Given the proliferation of Brussel sprouts over the festive season it's no surprise that cabbages are in season in the winter months. If you've had enough of sprouts look for kale, red cabbage and savoy cabbage. Kale can be baked to make very moreish chips. I think red cabbage is far nicer than its white counterpart. Slice it thinly and use it in a winter coleslaw or cook it with port and spices for a fragrant side dish.

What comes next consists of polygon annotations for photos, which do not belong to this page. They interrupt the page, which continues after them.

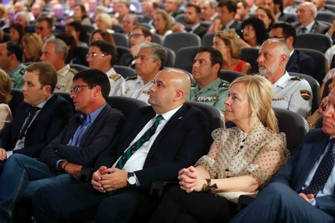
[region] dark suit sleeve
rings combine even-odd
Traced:
[[[30,157],[39,157],[42,149],[59,134],[73,114],[73,110],[70,103],[65,100],[57,103],[53,108],[53,112],[51,115],[52,118],[43,142],[37,145],[13,150],[13,153],[19,153]]]
[[[184,134],[184,136],[174,160],[135,172],[141,187],[148,187],[155,180],[176,180],[179,171],[194,165],[201,155],[208,152],[211,138],[208,119],[200,111],[190,116],[185,131],[175,133]]]
[[[96,133],[89,145],[85,147],[77,147],[61,143],[55,144],[53,146],[53,150],[57,152],[46,160],[46,163],[54,168],[57,161],[66,159],[83,166],[93,166],[100,152],[110,143],[116,133],[120,131],[125,119],[118,111],[108,114],[103,120],[102,128]],[[92,131],[91,134],[93,133]]]

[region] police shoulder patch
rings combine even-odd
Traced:
[[[306,101],[309,101],[311,99],[311,92],[307,90],[301,90],[300,91],[300,94],[304,100]]]
[[[126,79],[126,80],[129,81],[129,80],[133,80],[137,78],[137,75],[132,75],[131,76],[129,76],[129,77],[127,77],[127,78]]]

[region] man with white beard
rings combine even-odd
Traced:
[[[290,56],[286,42],[270,39],[264,42],[258,53],[261,74],[272,83],[272,106],[294,111],[305,118],[311,114],[312,89],[303,78],[290,76],[285,70]]]

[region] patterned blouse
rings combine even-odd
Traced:
[[[207,155],[195,165],[204,166],[211,179],[251,176],[263,188],[289,158],[286,136],[255,123],[248,134],[238,127],[218,128],[212,133],[214,141]]]

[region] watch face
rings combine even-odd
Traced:
[[[136,178],[135,177],[131,177],[128,179],[128,182],[131,185],[134,185],[136,183]]]

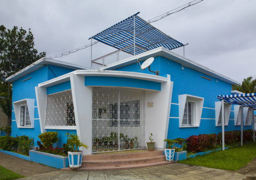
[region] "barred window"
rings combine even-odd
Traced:
[[[71,90],[47,95],[46,126],[75,126]]]

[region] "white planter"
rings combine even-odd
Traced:
[[[172,161],[174,157],[175,149],[164,148],[164,154],[165,154],[165,159],[167,161]]]
[[[79,168],[82,165],[83,157],[83,151],[79,150],[77,152],[69,151],[69,162],[70,167],[73,169]]]

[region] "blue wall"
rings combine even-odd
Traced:
[[[55,66],[48,65],[50,68],[53,71],[57,77],[61,76],[68,73],[74,71],[75,70],[68,69],[66,68],[60,67]],[[23,82],[22,80],[31,77],[31,78]],[[13,102],[20,100],[29,98],[35,99],[35,112],[34,112],[34,128],[18,128],[15,115],[14,113],[13,105],[13,111],[12,112],[12,136],[16,137],[16,135],[21,136],[26,135],[34,138],[34,145],[37,146],[37,141],[40,141],[38,137],[38,135],[41,134],[40,128],[40,123],[38,116],[38,111],[37,109],[37,103],[36,102],[36,93],[35,87],[38,86],[38,84],[46,81],[50,79],[54,78],[55,75],[46,66],[42,66],[40,68],[33,71],[23,77],[13,82]],[[63,86],[67,86],[70,87],[70,82],[64,83],[66,83],[65,86],[61,87],[61,85],[57,85],[53,87],[48,90],[50,92],[55,92],[56,90],[63,88]],[[70,89],[71,87],[69,88]],[[52,92],[53,93],[53,92]],[[67,141],[67,139],[66,140]],[[62,141],[61,141],[62,143]],[[62,147],[62,145],[61,146]]]
[[[62,147],[63,143],[67,143],[68,137],[65,135],[66,133],[69,132],[69,133],[77,134],[76,130],[66,130],[66,129],[47,129],[47,132],[57,132],[58,141],[53,144],[53,147],[58,146],[58,147]]]
[[[232,89],[231,84],[207,75],[194,69],[183,66],[181,69],[180,64],[171,61],[161,56],[155,57],[151,65],[152,71],[160,70],[160,76],[166,77],[166,74],[171,76],[171,81],[173,82],[173,89],[170,113],[167,138],[173,139],[177,137],[187,138],[189,135],[199,134],[218,133],[221,131],[221,127],[216,127],[215,124],[215,102],[219,101],[216,96],[220,94],[230,94]],[[137,64],[116,69],[116,71],[136,71],[142,73],[154,74],[148,69],[138,71],[140,66]],[[204,76],[212,81],[203,78]],[[202,114],[200,126],[199,127],[179,127],[178,95],[181,94],[191,95],[204,98],[204,107]],[[234,107],[232,106],[228,126],[225,127],[225,130],[239,130],[240,126],[234,125]],[[244,126],[244,130],[251,129],[251,126]]]

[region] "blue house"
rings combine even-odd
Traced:
[[[216,96],[237,82],[173,53],[184,46],[135,14],[92,37],[117,50],[92,60],[88,68],[41,59],[7,79],[13,83],[12,135],[57,131],[61,147],[68,132],[89,146],[84,154],[144,148],[153,134],[163,140],[252,128],[251,113],[224,105]],[[151,71],[141,64],[150,57]],[[131,143],[132,142],[132,143]]]

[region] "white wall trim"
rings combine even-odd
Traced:
[[[174,104],[174,105],[179,105],[179,104],[177,104],[177,103],[171,103],[171,104]]]
[[[39,117],[39,123],[41,133],[46,132],[45,128],[47,105],[47,89],[46,88],[35,87],[36,102]]]
[[[235,126],[241,125],[241,107],[239,105],[234,105],[234,125]]]
[[[45,129],[77,129],[76,126],[44,126]]]

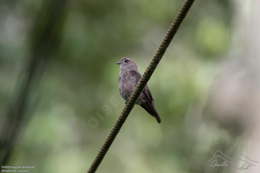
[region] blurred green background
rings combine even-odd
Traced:
[[[115,63],[142,74],[183,2],[1,1],[2,165],[86,172],[125,105]],[[148,82],[161,123],[135,106],[96,172],[232,171],[207,163],[217,150],[260,162],[259,5],[195,1]]]

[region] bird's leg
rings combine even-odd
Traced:
[[[125,102],[125,104],[126,105],[126,102],[127,102],[127,101],[129,100],[129,98],[130,98],[130,96],[128,97],[127,99],[126,99],[126,101]]]

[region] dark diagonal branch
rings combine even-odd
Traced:
[[[142,92],[145,87],[150,79],[166,49],[177,32],[181,23],[189,10],[194,0],[185,0],[176,17],[172,24],[170,29],[164,38],[161,43],[157,49],[155,54],[150,62],[149,65],[134,90],[132,93],[126,105],[123,109],[107,137],[93,162],[88,170],[87,172],[94,172],[104,158],[119,131],[125,122],[128,115],[135,104],[138,98]]]

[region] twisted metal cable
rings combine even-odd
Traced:
[[[178,12],[176,17],[161,43],[157,49],[153,57],[141,78],[136,87],[127,101],[119,117],[114,124],[112,129],[106,138],[105,142],[96,156],[92,164],[88,170],[87,173],[94,172],[107,153],[117,135],[123,126],[128,115],[135,104],[145,87],[156,68],[172,38],[177,32],[181,23],[192,5],[194,0],[185,0],[181,7]]]

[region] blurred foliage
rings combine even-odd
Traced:
[[[86,171],[124,105],[115,63],[130,57],[144,71],[183,1],[67,1],[52,31],[57,37],[38,50],[48,60],[6,165]],[[206,162],[218,149],[235,155],[242,140],[211,122],[210,105],[202,115],[219,63],[232,59],[233,1],[195,1],[148,82],[162,123],[135,106],[97,172],[226,170]],[[48,2],[0,2],[0,127],[34,43],[45,38],[35,37],[51,17],[43,15]]]

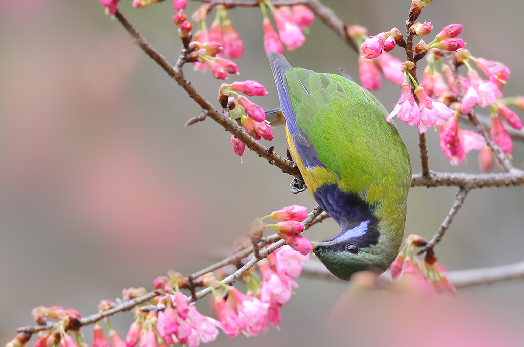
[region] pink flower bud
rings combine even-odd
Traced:
[[[504,119],[506,119],[506,121],[508,122],[509,126],[518,130],[520,130],[522,128],[522,120],[520,120],[520,118],[519,118],[516,113],[509,109],[505,105],[498,105],[497,106],[498,108],[498,113],[504,117]]]
[[[239,58],[244,54],[244,43],[240,35],[229,19],[222,24],[224,31],[224,51],[232,59]]]
[[[377,59],[384,77],[394,84],[402,84],[404,82],[404,72],[401,70],[402,62],[389,53],[380,54]]]
[[[352,39],[367,35],[367,29],[361,25],[354,25],[347,28],[347,35]]]
[[[212,57],[215,57],[222,51],[222,46],[216,41],[206,42],[204,47],[205,48],[206,53]]]
[[[382,49],[387,37],[387,33],[380,32],[366,39],[361,45],[360,51],[362,52],[362,57],[366,59],[378,57],[382,53]]]
[[[120,335],[112,329],[109,329],[109,339],[113,344],[113,347],[126,347],[125,342],[120,337]]]
[[[442,41],[446,39],[454,38],[460,35],[460,33],[462,32],[462,24],[450,24],[449,25],[444,27],[442,30],[440,31],[440,32],[436,34],[436,39],[437,41]],[[463,42],[464,41],[463,41]],[[463,47],[464,46],[463,45],[462,47]],[[456,51],[456,50],[454,49],[447,50]]]
[[[490,130],[492,137],[495,143],[498,145],[503,152],[509,154],[513,150],[513,141],[510,137],[508,131],[502,124],[500,117],[491,117],[492,128]]]
[[[208,66],[211,70],[211,74],[215,79],[225,80],[227,78],[227,73],[224,66],[221,65],[215,59],[211,59],[208,62]]]
[[[431,23],[425,21],[423,23],[415,23],[411,26],[410,29],[411,32],[414,33],[419,37],[425,36],[433,30],[433,26]]]
[[[382,83],[380,71],[378,70],[374,61],[359,57],[358,58],[358,75],[360,77],[362,86],[367,90],[376,91],[380,87],[380,85]]]
[[[231,84],[231,90],[243,93],[249,96],[264,96],[267,94],[266,88],[258,81],[250,80],[233,82]]]
[[[392,49],[395,48],[395,46],[397,45],[397,43],[395,42],[395,38],[392,36],[388,36],[388,38],[386,39],[386,41],[384,41],[384,52],[389,52]],[[380,55],[379,55],[380,57]]]
[[[269,217],[274,219],[292,220],[301,222],[308,217],[308,209],[304,206],[292,205],[281,209],[273,211]]]
[[[142,321],[135,321],[131,323],[127,335],[126,337],[126,345],[127,347],[133,347],[136,345],[140,339],[140,331],[142,329]]]
[[[173,16],[173,21],[174,22],[174,25],[179,28],[180,27],[182,23],[187,21],[187,20],[188,16],[182,12],[177,12]]]
[[[300,222],[291,219],[278,222],[276,226],[280,231],[285,233],[298,233],[304,230],[304,226]]]
[[[462,48],[466,43],[462,39],[457,38],[451,38],[446,39],[439,42],[435,46],[439,49],[443,49],[445,51],[456,51],[459,48]]]
[[[215,58],[215,60],[224,68],[228,73],[238,73],[238,68],[236,64],[229,59],[225,59],[219,57]]]
[[[188,0],[174,0],[173,1],[173,8],[176,11],[185,9],[185,6],[188,5]]]
[[[106,14],[114,16],[116,13],[116,4],[120,0],[99,0],[102,6],[105,7]]]
[[[246,149],[246,145],[244,142],[235,137],[234,135],[231,135],[231,146],[233,147],[233,151],[238,156],[242,156]]]
[[[93,344],[91,347],[111,347],[104,334],[104,329],[97,323],[93,327]]]
[[[314,14],[305,5],[294,5],[291,7],[291,12],[293,21],[300,29],[311,26],[315,20]]]
[[[266,51],[266,55],[271,51],[283,54],[284,47],[269,18],[264,18],[262,27],[264,28],[264,49]]]
[[[304,44],[305,37],[300,27],[292,21],[289,6],[281,6],[273,11],[273,18],[277,23],[280,40],[288,49],[293,51]]]
[[[209,28],[209,39],[211,41],[216,41],[221,44],[224,43],[222,26],[216,19],[211,23],[211,26]]]
[[[209,3],[204,4],[194,12],[191,18],[195,21],[202,21],[205,20],[208,18],[208,15],[212,8],[212,5]]]
[[[266,114],[264,111],[264,109],[244,95],[238,97],[238,103],[244,107],[246,114],[250,118],[259,122],[263,121],[266,119]]]

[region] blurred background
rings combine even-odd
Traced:
[[[174,63],[180,42],[171,2],[143,9],[130,2],[123,0],[119,7]],[[370,35],[394,26],[403,31],[410,3],[324,2]],[[190,2],[186,13],[199,5]],[[441,0],[419,20],[431,21],[435,33],[462,23],[461,37],[473,55],[511,69],[505,91],[511,96],[523,90],[523,11],[524,3],[511,0]],[[254,100],[266,109],[277,107],[259,10],[237,8],[230,15],[245,51],[237,62],[241,74],[228,81],[258,80],[269,94]],[[230,136],[211,119],[184,127],[199,108],[97,0],[0,0],[0,344],[14,337],[16,327],[32,323],[36,306],[94,313],[101,299],[114,299],[123,288],[150,289],[152,279],[169,269],[188,274],[227,255],[256,217],[293,204],[316,206],[307,193],[291,194],[290,177],[253,152],[246,151],[241,164]],[[358,75],[355,53],[318,20],[305,45],[287,57],[295,66],[333,73],[342,68]],[[218,107],[222,82],[191,66],[184,72]],[[399,89],[384,82],[375,94],[391,109]],[[418,172],[417,131],[397,125]],[[283,129],[274,130],[271,144],[285,155]],[[432,170],[478,171],[476,152],[467,165],[453,167],[438,133],[429,131],[427,137]],[[518,167],[523,150],[515,143]],[[431,237],[456,192],[412,188],[406,234]],[[522,187],[471,192],[436,249],[439,261],[453,271],[522,260],[523,203]],[[328,220],[305,234],[322,238],[337,228]],[[248,340],[221,334],[215,345],[524,346],[522,283],[432,299],[378,292],[348,299],[346,282],[298,282],[282,309],[281,330]],[[336,304],[344,314],[332,315]],[[206,305],[199,303],[204,311]],[[125,334],[132,319],[127,313],[111,320]],[[90,341],[90,330],[84,333]]]

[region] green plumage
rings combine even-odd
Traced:
[[[411,180],[388,113],[345,77],[293,69],[278,53],[269,58],[293,158],[313,198],[342,229],[313,242],[315,254],[346,279],[357,271],[385,271],[401,243]],[[358,254],[346,250],[350,244]]]

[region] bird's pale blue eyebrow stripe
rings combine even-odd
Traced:
[[[353,229],[341,232],[337,237],[333,239],[333,241],[335,242],[343,242],[353,238],[360,237],[366,234],[369,224],[369,220],[361,222],[360,224]]]

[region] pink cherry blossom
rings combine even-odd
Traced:
[[[481,150],[484,147],[484,139],[481,135],[462,130],[458,127],[458,118],[452,117],[445,124],[439,126],[440,148],[452,165],[463,162],[466,154],[473,149]]]
[[[110,328],[108,335],[113,347],[126,347],[125,342],[115,330]]]
[[[157,336],[152,329],[142,330],[140,334],[140,347],[157,347]]]
[[[284,54],[284,47],[282,44],[282,41],[278,38],[278,34],[269,18],[265,18],[263,19],[262,27],[264,28],[264,49],[266,51],[266,55],[269,54],[270,52]]]
[[[277,273],[282,276],[298,277],[302,273],[302,263],[308,261],[309,255],[303,255],[286,244],[275,251],[272,258]]]
[[[104,334],[104,329],[98,323],[93,327],[93,344],[91,347],[111,347]]]
[[[106,13],[114,16],[116,13],[116,5],[120,0],[99,0],[103,6],[105,7]]]
[[[210,59],[207,62],[208,66],[211,70],[211,74],[215,79],[225,80],[227,78],[227,72],[224,66],[221,65],[215,59]]]
[[[402,84],[404,82],[404,72],[401,70],[402,62],[389,53],[380,54],[377,59],[386,79],[397,85]]]
[[[407,124],[418,126],[420,124],[420,110],[413,96],[411,87],[409,83],[404,82],[400,89],[400,98],[386,120],[390,121],[394,117],[398,116],[399,119]]]
[[[78,345],[71,335],[65,334],[60,339],[60,347],[78,347]]]
[[[382,84],[380,71],[373,60],[358,58],[358,76],[362,86],[368,91],[378,90]]]
[[[273,211],[269,217],[274,219],[282,220],[291,219],[301,222],[308,217],[308,208],[305,206],[292,205],[290,206],[283,207],[281,209]]]
[[[435,47],[439,49],[443,49],[445,51],[453,52],[459,48],[462,48],[465,44],[466,42],[464,42],[464,40],[460,37],[456,37],[442,40],[434,46],[432,45],[431,47]]]
[[[431,22],[425,21],[423,23],[415,23],[411,26],[411,32],[419,37],[423,37],[429,34],[433,30]]]
[[[440,32],[436,34],[437,41],[455,38],[462,32],[462,24],[450,24],[444,27]]]
[[[136,345],[140,338],[140,331],[142,329],[142,321],[136,320],[131,323],[127,335],[126,337],[126,345],[133,347]]]
[[[428,128],[442,124],[454,113],[444,104],[430,97],[423,88],[416,89],[415,95],[420,111],[421,121],[418,126],[420,133],[425,132]]]
[[[244,42],[240,35],[229,19],[224,21],[222,28],[224,30],[224,52],[232,59],[241,58],[244,54]]]
[[[492,137],[495,143],[498,145],[503,152],[509,154],[513,150],[513,141],[510,137],[508,131],[502,124],[500,117],[498,116],[492,116],[492,127],[490,130]]]
[[[386,33],[380,32],[366,39],[360,47],[362,57],[366,59],[372,59],[380,55],[387,37],[388,35]]]
[[[311,245],[311,243],[309,242],[307,238],[303,235],[285,232],[280,232],[278,234],[291,248],[300,252],[304,255],[309,254],[313,251],[313,246]]]
[[[233,82],[231,84],[231,90],[243,93],[249,96],[264,96],[267,94],[266,88],[258,81],[250,80]]]
[[[209,28],[209,39],[211,41],[216,41],[222,46],[224,45],[222,26],[218,19],[215,19]]]
[[[489,77],[490,81],[496,83],[499,87],[502,87],[509,78],[511,73],[509,69],[502,63],[494,60],[487,60],[479,58],[474,59],[478,68]]]
[[[239,319],[244,320],[246,322],[246,330],[248,333],[256,336],[268,330],[269,304],[242,293],[234,287],[230,287],[227,290],[236,302]]]
[[[243,95],[238,98],[238,103],[244,107],[249,118],[258,122],[263,122],[266,119],[264,109]]]
[[[233,339],[242,333],[242,330],[247,324],[245,320],[241,320],[234,309],[227,305],[221,297],[215,298],[214,301],[219,317],[222,324],[222,329],[230,339]]]
[[[280,40],[288,50],[294,50],[304,44],[305,37],[300,27],[293,21],[288,6],[281,6],[273,11],[273,18],[277,23]]]
[[[188,0],[173,0],[173,8],[176,11],[180,11],[185,9],[185,6],[188,5]]]
[[[258,267],[262,273],[263,277],[260,289],[262,301],[270,305],[276,304],[279,306],[288,302],[292,295],[290,285],[292,283],[287,281],[286,277],[277,275],[267,262],[260,262],[258,263]]]
[[[282,232],[298,233],[304,230],[304,226],[296,220],[284,220],[278,222],[276,225],[278,230]]]
[[[242,156],[242,154],[244,154],[244,151],[246,150],[246,145],[244,142],[235,137],[234,135],[231,135],[231,146],[233,147],[233,151],[238,156]]]

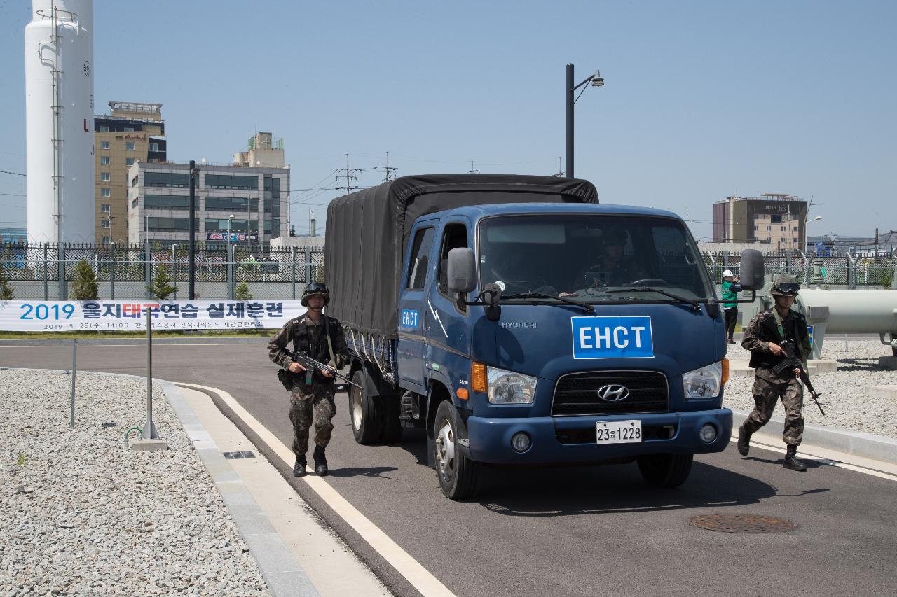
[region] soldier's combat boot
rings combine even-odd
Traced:
[[[296,456],[296,463],[292,465],[292,476],[293,477],[304,477],[305,476],[305,467],[309,465],[309,462],[305,459],[305,454],[300,456]]]
[[[797,460],[797,446],[788,446],[782,466],[792,471],[806,471],[806,464]]]
[[[327,474],[327,459],[324,455],[324,448],[320,446],[315,446],[315,472],[318,473],[319,477],[324,477]]]
[[[746,456],[751,450],[751,434],[744,425],[738,428],[738,443],[736,446],[738,447],[738,454],[743,456]]]

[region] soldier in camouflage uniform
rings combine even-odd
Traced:
[[[330,420],[336,414],[334,402],[334,376],[326,369],[310,372],[301,364],[294,362],[284,351],[292,341],[293,351],[304,352],[311,359],[335,368],[342,368],[348,359],[345,337],[339,321],[328,317],[321,311],[330,302],[327,287],[322,282],[311,282],[302,292],[304,315],[291,319],[268,342],[268,357],[293,376],[292,393],[290,397],[290,421],[292,423],[292,450],[296,463],[292,474],[305,474],[309,450],[309,428],[315,428],[315,472],[327,474],[327,461],[324,450],[330,442],[334,426]],[[328,342],[329,336],[329,342]]]
[[[800,369],[784,370],[777,374],[773,368],[781,362],[785,352],[779,345],[788,339],[794,342],[796,356],[804,362],[810,354],[810,339],[806,331],[806,319],[791,310],[800,285],[793,276],[776,276],[772,281],[775,305],[758,314],[745,331],[741,345],[751,351],[750,366],[756,370],[753,382],[753,411],[738,428],[738,453],[746,456],[750,449],[751,434],[770,420],[776,402],[781,398],[785,407],[785,432],[782,438],[788,446],[783,466],[792,471],[806,471],[806,466],[797,460],[797,446],[804,437],[804,387],[800,385]]]

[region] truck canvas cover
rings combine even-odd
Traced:
[[[344,325],[395,337],[405,247],[417,218],[489,203],[597,203],[587,180],[555,177],[444,174],[403,177],[344,195],[327,207],[327,314]]]

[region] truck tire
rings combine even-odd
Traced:
[[[693,459],[693,454],[649,454],[639,456],[639,471],[654,487],[679,487],[688,479]]]
[[[383,430],[382,415],[378,412],[377,400],[370,395],[368,376],[362,369],[355,371],[352,381],[361,385],[349,386],[349,419],[352,420],[352,434],[359,444],[374,444],[380,438]]]
[[[380,441],[384,444],[395,444],[402,439],[402,420],[399,419],[402,402],[397,395],[380,396],[379,400],[380,410],[383,411]]]
[[[473,497],[480,477],[480,463],[462,455],[457,449],[457,411],[450,401],[442,401],[433,422],[432,447],[440,488],[449,499]]]

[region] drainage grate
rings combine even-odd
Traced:
[[[237,458],[255,458],[256,454],[251,452],[222,452],[224,457],[228,460],[234,460]]]
[[[688,519],[691,524],[723,532],[788,532],[797,525],[789,520],[759,515],[703,515]]]

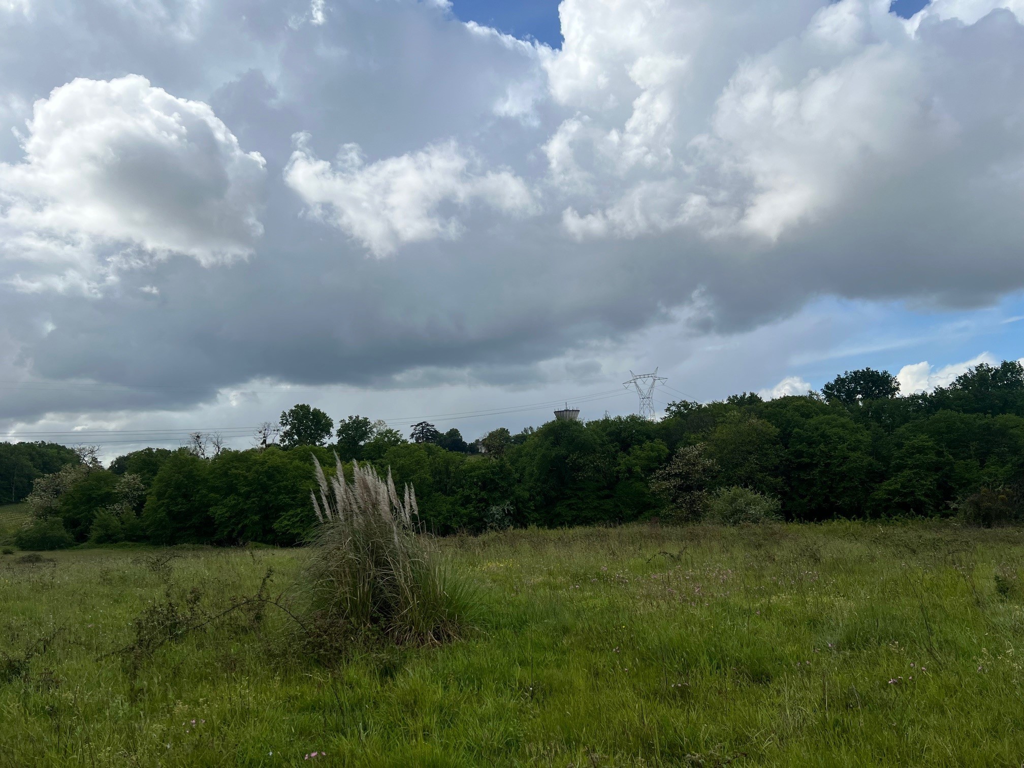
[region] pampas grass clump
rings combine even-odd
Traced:
[[[407,485],[399,498],[390,470],[384,480],[358,462],[352,462],[349,483],[335,459],[331,478],[316,462],[318,488],[312,493],[319,525],[307,579],[317,632],[417,644],[457,638],[471,600],[417,530],[414,488]]]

Winter is when the root vegetables come into their own — as long as the ground isn't too frozen to harvest them. January is good for horseradish, parsnips, carrots, Jerusalem artichokes, salsify and swede. Grated horseradish is great in many winter dishes, like beef stew, as it gives a freshness to the dish. However, use it sparingly as it can have quite a kick. Parsnips, carrots and swedes are great additions to casseroles but are also delicious roasted in the oven.
Fish and seafood
There are many types of fish and seafood that are plentiful during the winter months; this means they are also cheaper. These include whelks, sea bass, whiting, cockles and clams along with native oysters. Whiting is abundant in the seas around the U.K. and is a good alternative to cod. Alternatively bring a bit of sunshine to the dining-room table by making paella or spaghetti vongole with the shellfish.
Meat and game
January sees rich and gamey meats continue to be in season. Be it pheasant, venison, duck or goose they are all worthy of being served up in the colder months. Just like the root vegetables, many of the meats are perfect for hearty stews, casseroles and pies or can be roasted.